BONE, KABARBONE COM – Perkembangan teknologi digital telah mengubah berbagai aspek kehidupan, termasuk cara mahasiswa memperoleh informasi dan pengetahuan.
Jika dahulu buku dan perpustakaan menjadi sumber utama belajar, kini media sosial seperti TikTok, Instagram, dan YouTube semakin banyak digunakan untuk mencari informasi, materi kuliah, hingga wawasan umum.
Fenomena ini terlihat di berbagai perguruan tinggi. Banyak mahasiswa mengaku lebih sering mencari informasi melalui video singkat dibandingkan membaca buku atau artikel ilmiah yang membutuhkan waktu lebih lama untuk dipahami.
Kemudahan akses, penyajian yang menarik, serta durasi yang singkat menjadi alasan utama media sosial semakin diminati.
Salah seorang mahasiswa mengungkapkan bahwa ia sering memanfaatkan TikTok untuk memahami materi perkuliahan yang dianggap sulit.
Menurutnya, penjelasan dalam bentuk video lebih mudah dipahami karena disampaikan secara ringkas dan disertai ilustrasi yang menarik.
Namun, di balik kemudahan tersebut, muncul berbagai tantangan yang berkaitan dengan literasi mahasiswa.
Beberapa dosen menilai bahwa kebiasaan mengonsumsi informasi secara cepat dapat memengaruhi kemampuan mahasiswa dalam membaca, menganalisis, dan memahami informasi secara mendalam.
Tidak sedikit mahasiswa yang mengetahui suatu topik secara umum, tetapi mengalami kesulitan ketika diminta menjelaskan secara rinci atau mengaitkannya dengan teori akademik.
Kondisi ini juga tercermin dari semakin berkurangnya minat mahasiswa untuk mengunjungi perpustakaan.
Di beberapa kampus, ruang baca terlihat lebih sepi dibandingkan beberapa tahun sebelumnya. Sebaliknya, mahasiswa lebih banyak mengakses informasi melalui perangkat digital yang mereka miliki.
Meski demikian, media sosial tidak dapat sepenuhnya dianggap sebagai penyebab menurunnya minat baca.
Banyak konten edukatif yang justru membantu mahasiswa memperoleh informasi baru dan memperluas wawasan mereka.
Berbagai akun pendidikan, diskusi ilmiah, dan konten literasi kini hadir dengan format yang lebih menarik sehingga mampu menjangkau lebih banyak kalangan.
Menurut pengamat pendidikan, tantangan terbesar saat ini bukanlah keberadaan media sosial, melainkan bagaimana mahasiswa memanfaatkannya secara bijak.
Informasi yang diperoleh dari media sosial sebaiknya dijadikan sebagai langkah awal untuk memahami suatu topik, kemudian diperdalam melalui buku, jurnal, dan sumber ilmiah lainnya.

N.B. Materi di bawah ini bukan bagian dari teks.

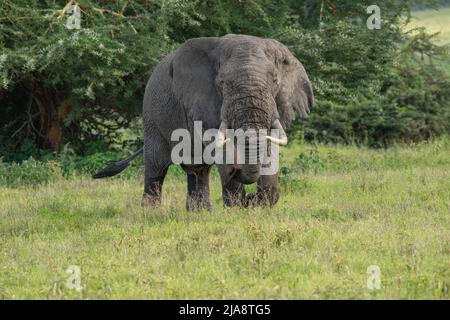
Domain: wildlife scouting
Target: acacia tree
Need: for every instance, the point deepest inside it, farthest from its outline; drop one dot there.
(78, 82)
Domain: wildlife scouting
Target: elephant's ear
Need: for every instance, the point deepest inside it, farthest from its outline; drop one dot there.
(295, 95)
(193, 72)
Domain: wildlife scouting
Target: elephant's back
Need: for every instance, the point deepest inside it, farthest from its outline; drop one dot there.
(159, 103)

Perguruan tinggi juga memiliki peran penting dalam menumbuhkan budaya literasi.
Berbagai program seperti diskusi buku, seminar literasi, pelatihan menulis, dan kegiatan akademik lainnya dapat menjadi sarana untuk meningkatkan minat baca mahasiswa.
Selain itu, dosen diharapkan mampu menghadirkan metode pembelajaran yang mendorong mahasiswa untuk aktif membaca dan berpikir kritis.
Di era digital saat ini, mahasiswa dituntut untuk mampu menyeimbangkan penggunaan teknologi dengan kebiasaan membaca.
Kecepatan memperoleh informasi memang menjadi keuntungan, tetapi kedalaman pemahaman tetap menjadi hal yang tidak dapat diabaikan.
Oleh karena itu, media sosial dan buku seharusnya tidak dipandang sebagai dua hal yang saling bertentangan, melainkan sebagai sarana yang dapat saling melengkapi dalam proses belajar.
Perubahan zaman telah menghadirkan cara baru dalam memperoleh pengetahuan.
Namun, tujuan pendidikan tetap sama, yaitu membentuk individu yang mampu berpikir kritis, memahami informasi secara mendalam, dan menggunakan pengetahuan tersebut untuk memberikan manfaat bagi masyarakat.
Penulis : Asti
(Mahasiswi Prodi Bahasa Indonesia Universitas Muhammadiyah Bone)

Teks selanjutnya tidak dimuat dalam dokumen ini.